Figure 13 presents the confusion matrix for the CNN–BiLSTM model evaluated on the test dataset, clearly illustrating its superior predictive accuracy. The model correctly identified 841 blocking events as True Positives and 1106 non-blocking events as True Negatives, indicating strong predictive performance with high accuracy, precision, and recall. The model generated fewer incorrect predictions, with only 49 False Positives and 73 False Negatives.
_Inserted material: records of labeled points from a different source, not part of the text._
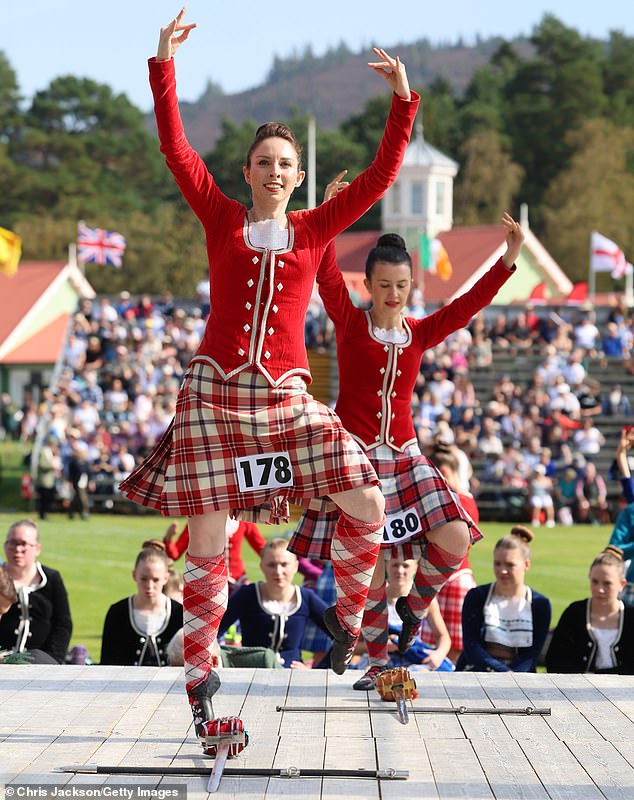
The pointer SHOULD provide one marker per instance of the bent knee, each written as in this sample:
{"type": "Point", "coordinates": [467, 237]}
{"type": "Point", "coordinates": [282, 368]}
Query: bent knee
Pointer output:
{"type": "Point", "coordinates": [454, 537]}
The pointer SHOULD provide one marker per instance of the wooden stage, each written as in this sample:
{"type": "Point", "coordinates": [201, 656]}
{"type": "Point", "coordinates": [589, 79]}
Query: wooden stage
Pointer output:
{"type": "Point", "coordinates": [54, 716]}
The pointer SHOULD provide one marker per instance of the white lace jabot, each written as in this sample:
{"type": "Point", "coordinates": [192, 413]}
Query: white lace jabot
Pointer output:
{"type": "Point", "coordinates": [393, 335]}
{"type": "Point", "coordinates": [266, 233]}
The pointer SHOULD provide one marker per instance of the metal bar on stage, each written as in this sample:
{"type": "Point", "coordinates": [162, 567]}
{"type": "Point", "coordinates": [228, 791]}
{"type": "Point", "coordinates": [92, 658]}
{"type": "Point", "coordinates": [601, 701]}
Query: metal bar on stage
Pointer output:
{"type": "Point", "coordinates": [525, 710]}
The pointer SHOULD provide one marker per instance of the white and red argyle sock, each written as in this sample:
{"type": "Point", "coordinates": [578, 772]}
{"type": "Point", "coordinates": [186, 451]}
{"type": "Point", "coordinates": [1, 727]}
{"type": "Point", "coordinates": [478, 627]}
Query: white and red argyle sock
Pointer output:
{"type": "Point", "coordinates": [204, 603]}
{"type": "Point", "coordinates": [353, 552]}
{"type": "Point", "coordinates": [375, 626]}
{"type": "Point", "coordinates": [434, 568]}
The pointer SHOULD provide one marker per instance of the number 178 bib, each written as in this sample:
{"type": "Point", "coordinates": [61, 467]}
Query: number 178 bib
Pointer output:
{"type": "Point", "coordinates": [264, 471]}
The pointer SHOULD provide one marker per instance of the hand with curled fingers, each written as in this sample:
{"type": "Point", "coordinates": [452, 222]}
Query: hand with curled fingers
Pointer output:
{"type": "Point", "coordinates": [514, 239]}
{"type": "Point", "coordinates": [172, 37]}
{"type": "Point", "coordinates": [336, 185]}
{"type": "Point", "coordinates": [393, 70]}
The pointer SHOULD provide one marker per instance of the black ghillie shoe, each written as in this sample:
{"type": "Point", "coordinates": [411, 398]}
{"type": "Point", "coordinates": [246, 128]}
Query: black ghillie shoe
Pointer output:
{"type": "Point", "coordinates": [411, 625]}
{"type": "Point", "coordinates": [343, 642]}
{"type": "Point", "coordinates": [367, 682]}
{"type": "Point", "coordinates": [200, 700]}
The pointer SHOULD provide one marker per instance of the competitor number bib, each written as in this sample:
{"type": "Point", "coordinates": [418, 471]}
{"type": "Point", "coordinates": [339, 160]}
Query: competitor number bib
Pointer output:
{"type": "Point", "coordinates": [401, 526]}
{"type": "Point", "coordinates": [264, 471]}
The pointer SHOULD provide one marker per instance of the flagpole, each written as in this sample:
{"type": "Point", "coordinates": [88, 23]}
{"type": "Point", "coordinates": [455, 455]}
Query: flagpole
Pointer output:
{"type": "Point", "coordinates": [591, 274]}
{"type": "Point", "coordinates": [311, 165]}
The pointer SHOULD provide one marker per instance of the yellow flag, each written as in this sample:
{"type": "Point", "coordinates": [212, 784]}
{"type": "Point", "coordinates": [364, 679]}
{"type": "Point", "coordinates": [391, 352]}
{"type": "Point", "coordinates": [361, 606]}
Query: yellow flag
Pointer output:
{"type": "Point", "coordinates": [10, 251]}
{"type": "Point", "coordinates": [443, 266]}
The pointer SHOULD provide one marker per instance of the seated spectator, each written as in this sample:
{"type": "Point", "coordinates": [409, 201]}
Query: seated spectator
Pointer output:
{"type": "Point", "coordinates": [237, 531]}
{"type": "Point", "coordinates": [613, 342]}
{"type": "Point", "coordinates": [381, 631]}
{"type": "Point", "coordinates": [273, 612]}
{"type": "Point", "coordinates": [592, 497]}
{"type": "Point", "coordinates": [315, 640]}
{"type": "Point", "coordinates": [623, 531]}
{"type": "Point", "coordinates": [566, 495]}
{"type": "Point", "coordinates": [451, 597]}
{"type": "Point", "coordinates": [505, 623]}
{"type": "Point", "coordinates": [596, 634]}
{"type": "Point", "coordinates": [39, 620]}
{"type": "Point", "coordinates": [138, 629]}
{"type": "Point", "coordinates": [616, 403]}
{"type": "Point", "coordinates": [540, 491]}
{"type": "Point", "coordinates": [587, 335]}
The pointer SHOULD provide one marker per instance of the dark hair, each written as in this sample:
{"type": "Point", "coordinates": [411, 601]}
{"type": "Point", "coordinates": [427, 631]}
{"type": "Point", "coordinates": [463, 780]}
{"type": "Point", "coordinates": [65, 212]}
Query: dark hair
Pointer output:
{"type": "Point", "coordinates": [152, 553]}
{"type": "Point", "coordinates": [518, 537]}
{"type": "Point", "coordinates": [444, 455]}
{"type": "Point", "coordinates": [390, 247]}
{"type": "Point", "coordinates": [270, 130]}
{"type": "Point", "coordinates": [612, 556]}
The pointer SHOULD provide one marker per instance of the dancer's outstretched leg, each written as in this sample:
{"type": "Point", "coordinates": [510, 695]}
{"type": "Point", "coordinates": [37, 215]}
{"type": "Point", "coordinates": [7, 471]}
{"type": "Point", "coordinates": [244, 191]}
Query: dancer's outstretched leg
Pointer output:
{"type": "Point", "coordinates": [443, 553]}
{"type": "Point", "coordinates": [375, 628]}
{"type": "Point", "coordinates": [354, 551]}
{"type": "Point", "coordinates": [204, 603]}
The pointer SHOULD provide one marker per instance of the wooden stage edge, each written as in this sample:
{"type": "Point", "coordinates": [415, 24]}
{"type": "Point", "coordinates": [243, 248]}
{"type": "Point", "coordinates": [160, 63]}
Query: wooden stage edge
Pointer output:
{"type": "Point", "coordinates": [55, 716]}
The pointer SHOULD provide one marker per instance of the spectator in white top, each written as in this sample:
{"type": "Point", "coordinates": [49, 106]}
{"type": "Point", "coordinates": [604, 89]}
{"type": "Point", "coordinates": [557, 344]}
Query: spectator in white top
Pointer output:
{"type": "Point", "coordinates": [564, 400]}
{"type": "Point", "coordinates": [442, 387]}
{"type": "Point", "coordinates": [574, 372]}
{"type": "Point", "coordinates": [587, 335]}
{"type": "Point", "coordinates": [589, 439]}
{"type": "Point", "coordinates": [489, 442]}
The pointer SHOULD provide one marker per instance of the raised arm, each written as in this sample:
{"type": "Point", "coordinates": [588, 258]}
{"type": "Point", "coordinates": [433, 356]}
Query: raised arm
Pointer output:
{"type": "Point", "coordinates": [347, 206]}
{"type": "Point", "coordinates": [172, 36]}
{"type": "Point", "coordinates": [435, 328]}
{"type": "Point", "coordinates": [187, 167]}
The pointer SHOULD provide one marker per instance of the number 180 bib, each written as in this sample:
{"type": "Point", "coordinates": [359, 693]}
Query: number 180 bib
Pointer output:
{"type": "Point", "coordinates": [401, 526]}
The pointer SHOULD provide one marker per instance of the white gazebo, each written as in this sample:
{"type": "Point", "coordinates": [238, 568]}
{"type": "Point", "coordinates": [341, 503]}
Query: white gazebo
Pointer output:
{"type": "Point", "coordinates": [421, 199]}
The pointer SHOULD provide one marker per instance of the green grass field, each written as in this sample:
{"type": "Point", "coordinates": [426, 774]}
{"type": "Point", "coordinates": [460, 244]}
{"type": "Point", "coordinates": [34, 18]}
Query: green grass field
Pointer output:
{"type": "Point", "coordinates": [96, 556]}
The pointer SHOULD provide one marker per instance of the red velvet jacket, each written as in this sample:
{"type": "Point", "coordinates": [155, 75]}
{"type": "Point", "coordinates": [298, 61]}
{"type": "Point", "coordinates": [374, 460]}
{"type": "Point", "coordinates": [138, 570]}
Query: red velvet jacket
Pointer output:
{"type": "Point", "coordinates": [376, 379]}
{"type": "Point", "coordinates": [258, 298]}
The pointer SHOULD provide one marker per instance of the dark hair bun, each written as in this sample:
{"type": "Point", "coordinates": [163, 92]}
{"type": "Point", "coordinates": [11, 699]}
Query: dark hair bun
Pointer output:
{"type": "Point", "coordinates": [614, 550]}
{"type": "Point", "coordinates": [391, 240]}
{"type": "Point", "coordinates": [522, 532]}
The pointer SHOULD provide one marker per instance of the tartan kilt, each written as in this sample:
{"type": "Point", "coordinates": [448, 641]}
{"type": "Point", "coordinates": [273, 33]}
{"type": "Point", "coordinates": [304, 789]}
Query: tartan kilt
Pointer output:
{"type": "Point", "coordinates": [450, 599]}
{"type": "Point", "coordinates": [192, 469]}
{"type": "Point", "coordinates": [406, 481]}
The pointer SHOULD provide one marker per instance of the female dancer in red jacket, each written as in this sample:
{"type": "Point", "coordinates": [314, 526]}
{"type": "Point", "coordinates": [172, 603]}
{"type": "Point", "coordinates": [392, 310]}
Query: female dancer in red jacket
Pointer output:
{"type": "Point", "coordinates": [379, 353]}
{"type": "Point", "coordinates": [246, 437]}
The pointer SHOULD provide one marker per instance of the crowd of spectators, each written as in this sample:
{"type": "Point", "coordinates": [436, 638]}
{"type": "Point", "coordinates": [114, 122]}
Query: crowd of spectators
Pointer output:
{"type": "Point", "coordinates": [124, 360]}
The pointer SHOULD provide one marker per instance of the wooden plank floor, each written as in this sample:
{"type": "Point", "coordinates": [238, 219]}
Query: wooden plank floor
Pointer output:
{"type": "Point", "coordinates": [55, 716]}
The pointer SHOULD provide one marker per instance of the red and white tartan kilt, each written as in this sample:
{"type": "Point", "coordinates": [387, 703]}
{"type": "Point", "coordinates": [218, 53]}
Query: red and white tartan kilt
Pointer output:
{"type": "Point", "coordinates": [450, 599]}
{"type": "Point", "coordinates": [409, 480]}
{"type": "Point", "coordinates": [192, 469]}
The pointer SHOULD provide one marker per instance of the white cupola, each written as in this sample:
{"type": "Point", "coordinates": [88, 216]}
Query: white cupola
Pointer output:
{"type": "Point", "coordinates": [421, 199]}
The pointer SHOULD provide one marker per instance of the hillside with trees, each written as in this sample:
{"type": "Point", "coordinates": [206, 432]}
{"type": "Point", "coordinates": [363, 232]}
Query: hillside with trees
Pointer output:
{"type": "Point", "coordinates": [548, 121]}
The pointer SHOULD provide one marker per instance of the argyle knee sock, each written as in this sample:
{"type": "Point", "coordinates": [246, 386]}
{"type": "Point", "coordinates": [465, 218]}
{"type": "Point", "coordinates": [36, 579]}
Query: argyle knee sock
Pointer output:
{"type": "Point", "coordinates": [354, 551]}
{"type": "Point", "coordinates": [434, 568]}
{"type": "Point", "coordinates": [375, 625]}
{"type": "Point", "coordinates": [204, 603]}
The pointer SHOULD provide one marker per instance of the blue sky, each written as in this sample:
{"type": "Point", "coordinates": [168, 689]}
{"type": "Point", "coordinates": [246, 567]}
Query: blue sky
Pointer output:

Consequently, the CNN–BiLSTM achieved an impressive accuracy of approximately 94.10%, with high precision and recall rates of approximately 94.49% and 92.01%, respectively, underscoring its effectiveness in accurately and consistently predicting blocking scenarios while significantly minimizing false alerts and missed events.
8.1. Complexity, Memory, and Accuracy Comparison
Table 3 presents an empirical comparison of the proposed CNN–LSTM and CNN–BiLSTM models in terms of complexity, memory usage, validation accuracy, test accuracy, and computational cost measured by FLOPs (floating-point operations per inference request). The CNN–BiLSTM (Algorithm 2) exhibits better predictive performance, achieving higher validation accuracy (0.9511) and test accuracy (0.9410), compared to the CNN–LSTM (Algorithm 1), which achieves validation and test accuracies of 0.9356 and 0.9265, respectively. However, this improved performance comes at the cost of increased model complexity and computational demands: CNN–BiLSTM consists of approximately 0.72 million parameters, requiring around 2.9 MB of memory and approximately 150 million FLOPs per inference request. In contrast, CNN–LSTM offers a more lightweight alternative with roughly 0.18 million parameters, consuming about 0.71 MB of memory and significantly fewer computational resources (∼23 million FLOPs). Thus, Algorithm 1 significantly reduces complexity to suit resource-constrained environments, compromising some predictive power for faster training. Conversely, Algorithm 2 balances complexity and accuracy by reintroducing bidirectional recurrent layers with moderate convolutional depth.
8.2. Complexity Analysis
Table 4 and
Table 5 provide the detailed complexity analysis of the CNN–LSTM and CNN–BiLSTM models. In
Table 3, the CNN–LSTM model shows a lightweight design with about 185k trainable parameters in total compared to the CNN–BiLSTM model. By contrast,
Table 4 shows that the CNN–BiLSTM model contains more than 720k trainable parameters. The deeper convolutional stack and larger dense layer further increase complexity. Although this leads to higher memory requirements and computational cost, the richer temporal modeling capacity improves predictive accuracy, as confirmed in the evaluation results. The tables use the following notations (notations used in
Table 4 and
Table 5):
: kernel height and width in convolutional layers.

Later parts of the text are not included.